Was die Türkei in Syrien will

In Syrien, die kurdische Stadt Kobane, von der Türkei bombardiert
Kobane hat bereits in 2014 unter türkischen Luftangriffen gelitten.

Die Türkei hat im Februar einen Luftangriff gegen Kurden im Irak und Nordsyrien durchgeführt und hat im Juni angekündigt, dass sie gegen kürdischen Kräften in Kobane eingreifen wird.

Laut dem Verteidigungsministerium ging es darum, das türkische Volk vor Extremisten und Terroristen zu schützen. Es ist fraglich ob dies der einzige Grund ist und ob mehr dahinter steckt.

Sind syrische Kurden eine Gefahr für die Türkei?

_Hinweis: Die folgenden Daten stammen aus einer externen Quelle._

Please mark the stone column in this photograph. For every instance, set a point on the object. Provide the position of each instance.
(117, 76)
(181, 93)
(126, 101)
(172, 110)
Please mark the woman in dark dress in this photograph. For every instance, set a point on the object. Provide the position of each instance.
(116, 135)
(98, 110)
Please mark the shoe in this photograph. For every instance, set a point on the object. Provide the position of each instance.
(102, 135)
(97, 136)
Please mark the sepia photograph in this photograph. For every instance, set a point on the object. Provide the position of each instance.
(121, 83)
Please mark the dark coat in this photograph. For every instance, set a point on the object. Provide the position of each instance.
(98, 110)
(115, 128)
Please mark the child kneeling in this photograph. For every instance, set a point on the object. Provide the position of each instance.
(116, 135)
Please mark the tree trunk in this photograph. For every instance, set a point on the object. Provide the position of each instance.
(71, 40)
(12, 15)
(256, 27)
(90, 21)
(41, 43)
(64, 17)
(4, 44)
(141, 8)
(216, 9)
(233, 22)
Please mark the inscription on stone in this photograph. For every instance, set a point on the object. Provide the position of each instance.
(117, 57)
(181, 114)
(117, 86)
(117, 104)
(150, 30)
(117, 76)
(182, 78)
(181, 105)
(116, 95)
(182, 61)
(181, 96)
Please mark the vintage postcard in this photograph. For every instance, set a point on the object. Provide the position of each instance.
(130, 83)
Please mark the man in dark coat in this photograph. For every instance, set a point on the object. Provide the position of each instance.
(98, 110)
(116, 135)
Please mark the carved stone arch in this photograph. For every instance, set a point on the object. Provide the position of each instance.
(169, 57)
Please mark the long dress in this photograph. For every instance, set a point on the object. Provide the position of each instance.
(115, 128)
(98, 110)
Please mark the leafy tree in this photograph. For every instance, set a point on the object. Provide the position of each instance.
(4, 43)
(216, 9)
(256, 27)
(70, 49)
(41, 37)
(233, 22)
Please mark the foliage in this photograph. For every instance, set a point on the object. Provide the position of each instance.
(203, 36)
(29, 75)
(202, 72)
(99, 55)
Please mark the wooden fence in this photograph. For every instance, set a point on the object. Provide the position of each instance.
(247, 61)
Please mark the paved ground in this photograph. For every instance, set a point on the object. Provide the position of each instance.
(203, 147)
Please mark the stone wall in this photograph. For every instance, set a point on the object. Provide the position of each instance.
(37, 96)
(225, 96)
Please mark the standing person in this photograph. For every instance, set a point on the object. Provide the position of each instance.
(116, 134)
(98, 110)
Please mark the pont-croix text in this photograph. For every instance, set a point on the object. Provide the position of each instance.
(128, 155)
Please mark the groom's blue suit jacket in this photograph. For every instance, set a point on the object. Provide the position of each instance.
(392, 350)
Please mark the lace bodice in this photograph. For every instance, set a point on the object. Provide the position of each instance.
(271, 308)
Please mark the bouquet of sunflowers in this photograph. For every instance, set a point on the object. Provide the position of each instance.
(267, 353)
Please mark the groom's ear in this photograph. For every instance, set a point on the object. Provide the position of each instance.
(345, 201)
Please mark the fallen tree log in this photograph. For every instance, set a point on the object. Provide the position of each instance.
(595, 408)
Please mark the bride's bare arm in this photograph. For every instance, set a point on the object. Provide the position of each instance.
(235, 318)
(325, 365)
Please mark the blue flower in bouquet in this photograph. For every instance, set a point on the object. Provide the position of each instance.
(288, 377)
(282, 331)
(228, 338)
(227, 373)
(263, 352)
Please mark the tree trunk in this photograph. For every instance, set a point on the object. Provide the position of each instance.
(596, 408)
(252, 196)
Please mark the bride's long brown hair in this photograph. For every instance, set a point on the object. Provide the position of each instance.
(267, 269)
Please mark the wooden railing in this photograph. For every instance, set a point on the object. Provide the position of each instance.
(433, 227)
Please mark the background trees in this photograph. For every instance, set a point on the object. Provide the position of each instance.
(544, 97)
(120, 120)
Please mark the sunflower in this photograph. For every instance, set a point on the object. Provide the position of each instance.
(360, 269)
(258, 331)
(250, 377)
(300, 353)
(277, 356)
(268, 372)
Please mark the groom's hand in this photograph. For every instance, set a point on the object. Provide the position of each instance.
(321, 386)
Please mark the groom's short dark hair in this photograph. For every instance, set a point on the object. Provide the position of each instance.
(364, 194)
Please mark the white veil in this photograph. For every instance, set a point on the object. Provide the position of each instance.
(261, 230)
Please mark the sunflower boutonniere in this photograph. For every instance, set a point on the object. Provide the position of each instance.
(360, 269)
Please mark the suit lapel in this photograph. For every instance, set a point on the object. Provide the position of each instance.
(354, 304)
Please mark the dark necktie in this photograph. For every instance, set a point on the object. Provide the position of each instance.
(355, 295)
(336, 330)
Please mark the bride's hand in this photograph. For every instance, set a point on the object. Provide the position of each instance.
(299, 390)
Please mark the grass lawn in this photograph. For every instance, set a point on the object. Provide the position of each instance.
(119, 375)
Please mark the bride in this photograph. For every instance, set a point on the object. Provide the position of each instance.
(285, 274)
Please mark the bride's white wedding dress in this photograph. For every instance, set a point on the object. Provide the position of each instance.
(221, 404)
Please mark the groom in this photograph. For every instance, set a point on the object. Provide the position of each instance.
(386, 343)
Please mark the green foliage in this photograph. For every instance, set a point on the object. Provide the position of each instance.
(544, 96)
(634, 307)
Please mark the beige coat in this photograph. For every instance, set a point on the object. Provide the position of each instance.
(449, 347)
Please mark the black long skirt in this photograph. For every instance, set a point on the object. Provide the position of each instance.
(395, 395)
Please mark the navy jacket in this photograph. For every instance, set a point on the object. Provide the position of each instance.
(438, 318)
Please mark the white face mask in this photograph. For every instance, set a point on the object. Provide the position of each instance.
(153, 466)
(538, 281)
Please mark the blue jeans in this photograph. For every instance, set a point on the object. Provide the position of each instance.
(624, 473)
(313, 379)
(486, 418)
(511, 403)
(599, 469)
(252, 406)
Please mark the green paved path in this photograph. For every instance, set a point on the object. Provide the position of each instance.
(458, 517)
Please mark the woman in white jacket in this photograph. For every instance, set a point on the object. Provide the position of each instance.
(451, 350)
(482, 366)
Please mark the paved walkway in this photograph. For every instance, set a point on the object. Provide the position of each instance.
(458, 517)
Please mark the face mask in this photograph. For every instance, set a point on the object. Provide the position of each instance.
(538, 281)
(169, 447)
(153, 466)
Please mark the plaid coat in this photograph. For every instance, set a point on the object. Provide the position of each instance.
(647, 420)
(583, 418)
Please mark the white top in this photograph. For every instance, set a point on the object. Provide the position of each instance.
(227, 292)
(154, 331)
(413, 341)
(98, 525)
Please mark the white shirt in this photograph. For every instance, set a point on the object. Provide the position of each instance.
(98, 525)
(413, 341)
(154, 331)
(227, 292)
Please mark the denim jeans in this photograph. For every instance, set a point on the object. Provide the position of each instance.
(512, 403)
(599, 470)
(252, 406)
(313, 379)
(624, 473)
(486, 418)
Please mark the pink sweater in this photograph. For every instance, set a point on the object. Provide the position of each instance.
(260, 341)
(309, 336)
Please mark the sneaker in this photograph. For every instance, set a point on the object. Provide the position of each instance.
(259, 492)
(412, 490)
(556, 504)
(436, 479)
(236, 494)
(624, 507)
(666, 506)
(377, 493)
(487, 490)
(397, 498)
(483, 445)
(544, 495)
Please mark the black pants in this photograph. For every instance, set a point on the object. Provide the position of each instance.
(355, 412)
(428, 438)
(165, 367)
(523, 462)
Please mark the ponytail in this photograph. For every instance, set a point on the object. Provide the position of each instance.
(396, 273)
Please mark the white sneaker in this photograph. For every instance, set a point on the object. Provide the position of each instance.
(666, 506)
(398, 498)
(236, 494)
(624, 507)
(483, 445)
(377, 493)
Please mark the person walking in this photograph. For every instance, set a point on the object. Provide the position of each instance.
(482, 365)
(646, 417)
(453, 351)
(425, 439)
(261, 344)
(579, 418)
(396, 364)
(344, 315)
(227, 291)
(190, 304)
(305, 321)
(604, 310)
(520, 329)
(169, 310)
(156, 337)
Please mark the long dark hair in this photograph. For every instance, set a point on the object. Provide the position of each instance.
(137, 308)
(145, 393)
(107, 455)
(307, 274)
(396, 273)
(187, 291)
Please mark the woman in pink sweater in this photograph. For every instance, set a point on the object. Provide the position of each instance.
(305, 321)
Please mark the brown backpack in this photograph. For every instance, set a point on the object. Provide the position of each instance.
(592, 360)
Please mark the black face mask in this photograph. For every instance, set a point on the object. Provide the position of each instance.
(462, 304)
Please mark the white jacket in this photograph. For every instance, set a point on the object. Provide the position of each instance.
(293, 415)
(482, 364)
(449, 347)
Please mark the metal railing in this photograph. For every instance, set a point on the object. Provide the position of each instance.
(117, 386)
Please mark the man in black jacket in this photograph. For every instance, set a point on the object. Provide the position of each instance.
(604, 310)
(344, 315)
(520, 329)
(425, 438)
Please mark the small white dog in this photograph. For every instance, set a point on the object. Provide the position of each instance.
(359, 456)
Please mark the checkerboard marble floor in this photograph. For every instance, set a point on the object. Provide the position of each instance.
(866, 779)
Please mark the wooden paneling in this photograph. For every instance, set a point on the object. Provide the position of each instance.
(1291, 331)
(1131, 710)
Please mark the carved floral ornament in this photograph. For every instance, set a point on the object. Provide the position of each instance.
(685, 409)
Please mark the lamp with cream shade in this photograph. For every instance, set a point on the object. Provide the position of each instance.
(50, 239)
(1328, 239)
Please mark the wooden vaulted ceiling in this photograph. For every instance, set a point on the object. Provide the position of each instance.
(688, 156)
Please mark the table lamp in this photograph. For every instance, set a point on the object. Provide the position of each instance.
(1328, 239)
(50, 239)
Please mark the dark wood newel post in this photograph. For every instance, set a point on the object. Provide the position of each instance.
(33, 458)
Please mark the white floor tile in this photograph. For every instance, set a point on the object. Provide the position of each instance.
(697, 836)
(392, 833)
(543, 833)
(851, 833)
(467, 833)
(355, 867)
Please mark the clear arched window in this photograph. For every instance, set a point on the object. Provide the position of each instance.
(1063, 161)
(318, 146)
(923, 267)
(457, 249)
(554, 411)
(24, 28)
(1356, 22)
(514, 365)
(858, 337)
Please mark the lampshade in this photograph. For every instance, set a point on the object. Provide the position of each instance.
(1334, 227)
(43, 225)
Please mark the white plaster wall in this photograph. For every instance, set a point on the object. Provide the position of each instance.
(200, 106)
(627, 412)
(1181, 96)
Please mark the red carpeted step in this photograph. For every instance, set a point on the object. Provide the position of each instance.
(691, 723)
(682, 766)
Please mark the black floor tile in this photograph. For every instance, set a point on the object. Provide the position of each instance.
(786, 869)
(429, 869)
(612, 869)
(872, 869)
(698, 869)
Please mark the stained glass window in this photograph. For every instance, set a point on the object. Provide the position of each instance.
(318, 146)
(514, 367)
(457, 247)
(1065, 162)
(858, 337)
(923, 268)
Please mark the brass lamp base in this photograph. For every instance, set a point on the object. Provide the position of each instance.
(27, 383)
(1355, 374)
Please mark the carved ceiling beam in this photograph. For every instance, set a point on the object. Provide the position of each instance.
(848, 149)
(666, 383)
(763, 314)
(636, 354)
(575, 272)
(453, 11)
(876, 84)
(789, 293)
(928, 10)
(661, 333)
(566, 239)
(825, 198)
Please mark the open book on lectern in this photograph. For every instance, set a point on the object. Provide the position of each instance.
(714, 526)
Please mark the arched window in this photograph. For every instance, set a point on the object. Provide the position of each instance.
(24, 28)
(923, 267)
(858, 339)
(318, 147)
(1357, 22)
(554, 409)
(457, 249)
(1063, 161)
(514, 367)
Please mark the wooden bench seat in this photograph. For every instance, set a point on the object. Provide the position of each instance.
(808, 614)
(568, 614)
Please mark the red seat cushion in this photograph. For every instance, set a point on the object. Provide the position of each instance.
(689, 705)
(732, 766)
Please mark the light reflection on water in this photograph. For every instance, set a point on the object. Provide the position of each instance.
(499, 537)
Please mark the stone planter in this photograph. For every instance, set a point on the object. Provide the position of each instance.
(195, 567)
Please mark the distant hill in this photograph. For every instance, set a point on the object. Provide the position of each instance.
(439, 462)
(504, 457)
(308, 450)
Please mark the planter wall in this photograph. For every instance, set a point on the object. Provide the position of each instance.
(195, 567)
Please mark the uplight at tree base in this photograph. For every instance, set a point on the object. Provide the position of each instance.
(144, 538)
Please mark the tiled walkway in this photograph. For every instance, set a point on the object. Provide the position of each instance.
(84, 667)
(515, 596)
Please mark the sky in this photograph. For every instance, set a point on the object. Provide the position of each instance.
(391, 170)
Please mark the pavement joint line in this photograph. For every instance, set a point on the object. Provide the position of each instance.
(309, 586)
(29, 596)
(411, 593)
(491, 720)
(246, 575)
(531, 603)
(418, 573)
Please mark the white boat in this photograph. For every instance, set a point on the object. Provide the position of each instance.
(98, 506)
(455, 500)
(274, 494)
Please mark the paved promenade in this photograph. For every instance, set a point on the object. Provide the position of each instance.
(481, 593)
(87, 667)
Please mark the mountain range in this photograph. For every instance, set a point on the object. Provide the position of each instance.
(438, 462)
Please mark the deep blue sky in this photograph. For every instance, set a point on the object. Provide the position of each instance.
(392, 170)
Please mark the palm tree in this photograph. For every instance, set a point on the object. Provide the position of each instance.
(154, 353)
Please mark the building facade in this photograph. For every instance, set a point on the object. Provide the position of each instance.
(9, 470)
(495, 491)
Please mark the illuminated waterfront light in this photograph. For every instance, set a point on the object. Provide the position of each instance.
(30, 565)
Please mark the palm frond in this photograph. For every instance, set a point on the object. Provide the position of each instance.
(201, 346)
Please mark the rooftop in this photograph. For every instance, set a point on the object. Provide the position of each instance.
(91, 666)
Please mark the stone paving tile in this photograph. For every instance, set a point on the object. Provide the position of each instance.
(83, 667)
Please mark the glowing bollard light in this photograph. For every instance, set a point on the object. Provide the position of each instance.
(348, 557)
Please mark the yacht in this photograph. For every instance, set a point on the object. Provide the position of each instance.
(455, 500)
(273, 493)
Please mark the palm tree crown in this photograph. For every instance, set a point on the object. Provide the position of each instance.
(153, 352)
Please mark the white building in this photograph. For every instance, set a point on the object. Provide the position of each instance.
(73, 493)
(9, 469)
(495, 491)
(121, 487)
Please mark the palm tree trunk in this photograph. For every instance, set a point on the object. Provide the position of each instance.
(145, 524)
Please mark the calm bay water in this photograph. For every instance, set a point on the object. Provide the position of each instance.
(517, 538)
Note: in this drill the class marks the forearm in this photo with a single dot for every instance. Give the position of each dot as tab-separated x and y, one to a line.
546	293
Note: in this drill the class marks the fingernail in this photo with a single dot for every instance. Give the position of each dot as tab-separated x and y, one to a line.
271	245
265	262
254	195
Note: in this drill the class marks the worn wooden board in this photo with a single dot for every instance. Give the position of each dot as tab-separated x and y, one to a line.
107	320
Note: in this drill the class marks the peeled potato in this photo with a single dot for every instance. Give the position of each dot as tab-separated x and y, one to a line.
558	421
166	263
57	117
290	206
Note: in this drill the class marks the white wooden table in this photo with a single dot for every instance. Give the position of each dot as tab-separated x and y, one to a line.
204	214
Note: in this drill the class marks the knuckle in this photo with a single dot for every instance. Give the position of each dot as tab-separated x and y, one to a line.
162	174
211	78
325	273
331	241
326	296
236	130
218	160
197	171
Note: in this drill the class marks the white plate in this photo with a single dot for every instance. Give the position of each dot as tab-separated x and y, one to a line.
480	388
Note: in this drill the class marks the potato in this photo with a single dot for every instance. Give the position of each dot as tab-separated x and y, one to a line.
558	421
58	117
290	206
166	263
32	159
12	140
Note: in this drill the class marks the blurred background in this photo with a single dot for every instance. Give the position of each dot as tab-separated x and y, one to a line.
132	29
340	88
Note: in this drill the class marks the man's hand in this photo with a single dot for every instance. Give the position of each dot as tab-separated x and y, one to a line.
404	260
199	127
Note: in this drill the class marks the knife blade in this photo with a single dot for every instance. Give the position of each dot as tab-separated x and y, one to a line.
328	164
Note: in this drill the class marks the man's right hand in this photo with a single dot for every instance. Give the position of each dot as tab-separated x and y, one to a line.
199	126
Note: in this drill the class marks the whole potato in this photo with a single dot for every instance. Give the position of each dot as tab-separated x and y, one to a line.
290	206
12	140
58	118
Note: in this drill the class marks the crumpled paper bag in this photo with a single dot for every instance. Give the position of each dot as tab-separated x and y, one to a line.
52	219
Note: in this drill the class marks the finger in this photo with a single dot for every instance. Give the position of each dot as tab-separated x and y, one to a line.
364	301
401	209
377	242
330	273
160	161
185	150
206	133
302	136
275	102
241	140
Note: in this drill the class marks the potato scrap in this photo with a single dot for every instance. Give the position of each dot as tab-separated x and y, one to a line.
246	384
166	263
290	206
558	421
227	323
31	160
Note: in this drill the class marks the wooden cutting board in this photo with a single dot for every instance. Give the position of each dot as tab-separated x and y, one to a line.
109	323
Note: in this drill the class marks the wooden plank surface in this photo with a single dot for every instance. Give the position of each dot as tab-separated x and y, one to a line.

Teilweise, aber die Türkei instrumentalisiert wohl die Auseinandersetzung mit den Kurden im Ausland um andere Ziele zu verfolgen. Die kurdische Arbeiterpartei PKK ist in der Türkei verboten und wird auch in den USA und der EU als Terror-Gruppe anerkannt. Allerdings gibt es Auseinandersetzungen zwischen dem türkischem Staat und der PKK seit 1984 – und es wäre nicht richtig, diese Konfrontation auf Terrorismus zu reduzieren. In Syrien und Irak genauso gibt es Kurden, die versuchen Unabhängigkeit beziehungsweise Autonomie zu erlangen. In Syrien werden die Kurden von der Miliz YPG vertreten und deren Territorium geschützt. Im Irak hat die Autonome Region Kurdistan ihre eigene Branche der irakischen Armee: die Peshmerga. Die offizielle Positionen der YPG sowie der Peshmerga ist ganz klar: Sie sind nur für die Kurden im eigenen Land zuständig und das was in der Türkei passiert geht ihnen nichts an. Die YPG versteht sich als von der PKK völlig abgetrennt und unabhängig. Sie sollen nur die Rechte und Interessen der Kurden in Syrien schützen und nicht der der türkischen Kurden.

Soldaten von der YPG und der Peshmerga.
Soldaten von der YPG und der Peshmerga.

Dementsprechend scheint das Argument, die Kurden im Ausland seien eine Gefahr für die Türkei, völlig konstruiert. Ja, die PKK nützt terroristische Methoden. Klar, es gibt sicher Kontakte zwischen den Kurden in der Türkei und im Ausland. Aber es bleiben zwei verschiedene Gruppen mit Kulturunterschieden und die dementsprechend verschiedene Interessen und Zukunftsvorstellungen haben.

Wenn es in Zukunft der YPG und der PYD, die Partei die dieser Miliz nahe steht, gelingt einen Staat zu gründen, der über ein hohes Maß an Autonomie verfügt, wäre dieser eine Gefahr für die Türkei? Es ist vorstellbar, dass ein solcher Staat die PKK bis zu einem gewissen Grad unterstützt. Es ist aber viel eher zu erwarten, dass ein kurdischer Staat in Syrien gute Beziehungen zum mächtigen türkischen Nachbar pflegt, sowie die autonome kurdische Region in Irak es auch tut. Es gibt keinen Grund warum eine kurdische Region in Syrien sich von der kurdischen Region im Irak unterscheiden würde und keine gute Beziehungen zur Türkei haben würde.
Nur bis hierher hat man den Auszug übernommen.